Türkiyenin en büyük işadamlarından birinin 'Kürt sorununun ekonomik sebeplerden çıktığını' söylerken ülkenin Cumhurbaşkanı, Başbakanı, Genel Kurmay Başkanı sessiz kaldığı halde, o '…. Ağa, haddini aşıyorsun !' şeklinde ikaz edecek kadar CESUR ADAMDI,

Televizyon ekranında konuşan PKKlı milletvekilinin 'Türkiye bir mozaiktir' lakırdısına karşılık, aynı şekilde televizyon ekranlarından adına yakışır şekilde bir aslan edasıyla kükreyerek 'Ne mozaiği ulan, Türkiye bir mermerdir' sözü ile karşılık veren DAVA ADAMIYDI,

Şimdi dönüp geriye bakıyorum; Tam 21 yıl olmuş… 1994ün sonlarıydı Ülkü Şanlıurfa İl Başkanlığı görevi şahsımıza tevdi edildiğinde henüz çok genç bir yaştaydık.

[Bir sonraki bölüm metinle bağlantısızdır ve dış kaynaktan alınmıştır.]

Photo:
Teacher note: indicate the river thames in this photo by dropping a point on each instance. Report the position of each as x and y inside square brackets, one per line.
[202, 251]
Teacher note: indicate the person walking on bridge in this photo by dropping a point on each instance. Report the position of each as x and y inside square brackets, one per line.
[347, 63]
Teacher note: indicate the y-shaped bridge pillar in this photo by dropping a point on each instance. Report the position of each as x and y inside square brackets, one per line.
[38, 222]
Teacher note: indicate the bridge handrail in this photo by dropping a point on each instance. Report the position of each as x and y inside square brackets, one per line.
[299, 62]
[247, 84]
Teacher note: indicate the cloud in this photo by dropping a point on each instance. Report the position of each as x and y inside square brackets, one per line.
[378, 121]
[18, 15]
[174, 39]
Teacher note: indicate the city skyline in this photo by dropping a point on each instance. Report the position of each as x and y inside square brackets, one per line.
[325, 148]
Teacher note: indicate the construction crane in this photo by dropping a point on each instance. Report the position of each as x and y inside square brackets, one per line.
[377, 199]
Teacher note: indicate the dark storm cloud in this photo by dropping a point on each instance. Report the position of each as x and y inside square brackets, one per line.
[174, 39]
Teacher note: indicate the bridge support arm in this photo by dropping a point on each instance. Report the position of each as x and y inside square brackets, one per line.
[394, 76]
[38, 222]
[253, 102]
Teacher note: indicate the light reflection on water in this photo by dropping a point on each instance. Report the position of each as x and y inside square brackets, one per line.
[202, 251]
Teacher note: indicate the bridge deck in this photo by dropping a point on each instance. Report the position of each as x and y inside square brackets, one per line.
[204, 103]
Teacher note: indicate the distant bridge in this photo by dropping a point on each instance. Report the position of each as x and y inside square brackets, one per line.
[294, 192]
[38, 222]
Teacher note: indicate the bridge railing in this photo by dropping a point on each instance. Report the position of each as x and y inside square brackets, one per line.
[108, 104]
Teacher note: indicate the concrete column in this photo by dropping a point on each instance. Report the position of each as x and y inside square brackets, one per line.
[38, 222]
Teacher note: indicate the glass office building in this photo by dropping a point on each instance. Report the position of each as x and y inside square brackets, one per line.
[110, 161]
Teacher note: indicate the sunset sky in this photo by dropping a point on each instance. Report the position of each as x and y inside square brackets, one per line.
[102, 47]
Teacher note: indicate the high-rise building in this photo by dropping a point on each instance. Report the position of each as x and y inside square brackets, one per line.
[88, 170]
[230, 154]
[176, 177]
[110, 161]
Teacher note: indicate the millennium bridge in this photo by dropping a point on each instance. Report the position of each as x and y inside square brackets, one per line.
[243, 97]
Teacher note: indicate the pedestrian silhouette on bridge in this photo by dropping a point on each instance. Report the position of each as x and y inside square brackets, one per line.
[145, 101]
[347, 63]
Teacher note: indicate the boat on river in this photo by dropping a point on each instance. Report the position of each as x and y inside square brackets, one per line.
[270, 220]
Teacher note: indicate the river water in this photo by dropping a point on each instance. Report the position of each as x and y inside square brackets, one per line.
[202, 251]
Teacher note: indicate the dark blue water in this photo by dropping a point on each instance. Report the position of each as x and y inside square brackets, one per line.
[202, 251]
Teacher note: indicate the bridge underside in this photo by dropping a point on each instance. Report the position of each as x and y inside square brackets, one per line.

Çeşitli dönemlerde Ankarada yapılan ve bizzat Başbuğun konuşmacı olduğu birçok seminer, özel eğitim ve konferanslara katılma bahtiyarlığına erişmiş şanslı ülkücülerden olduğumu anlıyorum. O ciddi, vakur, kendinden emin ve babacan ses tonuyla 'Evlatlarım' diyerek başladığı konuşmalarında yer alan her kelime birer çelik çivi gibi beynimize çakılırdı. Bugün bile altın değerindeki o sözler hafızamızda tazeliğini muhafaza etmektedir.

Türk milleti ve insanlık adına büyük bir nimet olan ülkücü bir nesil yetiştiren Başbuğ Alparslan Türkeşin Hakka yürümesinin ardından 18 yıl geçti… Bugüne kadar 'Ahde Vefasızlık İmansızlıktır' düsturuyla hareket eden, Şanlıurfa Ülkü Ocakları 16 defa tekrarladığı (bir sene elde olmayan sebeplerden dolayı yapılamamıştı) Yusufpaşa Camiinde Mevlüt ve Hatmi Şerif geleneğini bu sene de devam ettiriyor…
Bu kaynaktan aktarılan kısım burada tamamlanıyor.